We also investigated the causes of reclassification by JSTH diagnostic criteria vs. each ISTH diagnostic criteria. Around 10% of JSTH DIC negative patients were diagnosed as DIC by ISTH low and high cutoff D-dimer criteria. On the other hands, all of JSTH DIC negative patients showed negative DIC by ISTH-FDP criteria. The accordance and discordance of diagnosis was caused by D-dimer and FDP. Because JSTH diagnosis criteria adapts FDP as fibrin related marker, the accordance rate of DIC negative between JSTH and ISTH-FDP diagnostic criteria was higher than the accordance rate between JSTH and ISTH- D-dimer diagnostic criteria. In addition, the specificity of ISTH-low and high D-dimer cutoff levels for mortality were lower than that of ISTH-FDP diagnostic criteria. As a previous review pointed out, the interpretation of D-dimer levels, which are influenced by a variety of factors, necessitates the clinician’s expertise, the clinical setting, and other available laboratory analyses [14]. Collectability, these findings suggests that some of DIC patients by ISTH-D-dimer criteria may be the status of pseudo-positive DIC although there is no gold standard criteria of DIC.
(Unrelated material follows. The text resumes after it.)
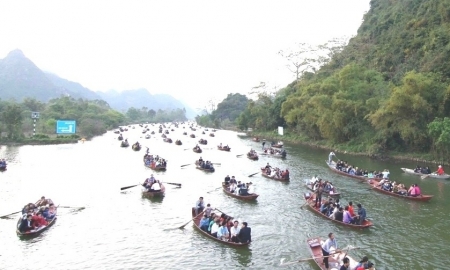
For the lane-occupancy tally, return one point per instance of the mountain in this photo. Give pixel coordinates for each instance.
(141, 97)
(72, 89)
(20, 78)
This study had some limitations. First, we did not have a sufficient sample size to evaluate the prognostic value of JSTH DIC scores because the criteria of the JSTH DIC scoring system vary among underlying disease types [9], and the scores cannot be compared among patients with different underlying disease types. In this study, the patients’ background showed statistical differences in AT and TAT, which suggests that JSTH DIC scores may be useful to assess the severity of coagulation, although the median TAT levels in survivors and non-survivors met the criteria for scoring points. Therefore, further statistical methods, such as category-free NRI, integrated discrimination improvement, and decision curve analysis, should be used to evaluate the predictive value of JSTH DIC scores [15]. Due to the small sample size, the analysis of the prognosis of JSTH DIC criteria separated by the underlying disease types may have a risk of beta error and be optimistic. Second, we did not evaluate the prognostic value of the Japanese Ministry of Health and Welfare (JMHW) [16], and Japanese Association for Acute Medicine (JAAM) criteria [17]. Our registry lacked a plan to collect JMHW and JAAM score data from the same patient, and the available data were sparse. Third, the 18% mortality rate of JSTH DIC patients was lower than the 35% mortality rate in a registry study [18] probably because this study was conducted in tertiary referral centers offering intensive care. This low mortality rate may contribute to the worse reclassification of survivors according to the JSTH DIC criteria. Fourth, information on other anticoagulants, such as heparin or serine protease inhibitors, was not evaluated. This limitation decreased the generalizability of our findings in other countries where rhTM is not used as an anticoagulant. To warrant generalizability, a prospective and multicenter study including patients with various diseases and risk factors should be conducted [19].

Conclusions

JSTH DIC diagnostic criterion did not improve the prognostic value for mortality evaluated by the ISTH DIC diagnostic criteria. However, the JSTH DIC diagnostic criterion showed the highest sensitivity to diagnose DIC, indicating that JSTH criterion may be useful for early diagnosis of DIC. ISTH D-dimer-criterion may include pseudo positive DIC based on JSTH criterion, and ISTH-FDP criterion reflected the highest specificity and odds ratio for mortality. These findings suggest that FDP may be suitable as a fibrin related marker. Overall, the prognostic value of JSTH and ISTH DIC diagnostic criteria remains low and further improvement is needed.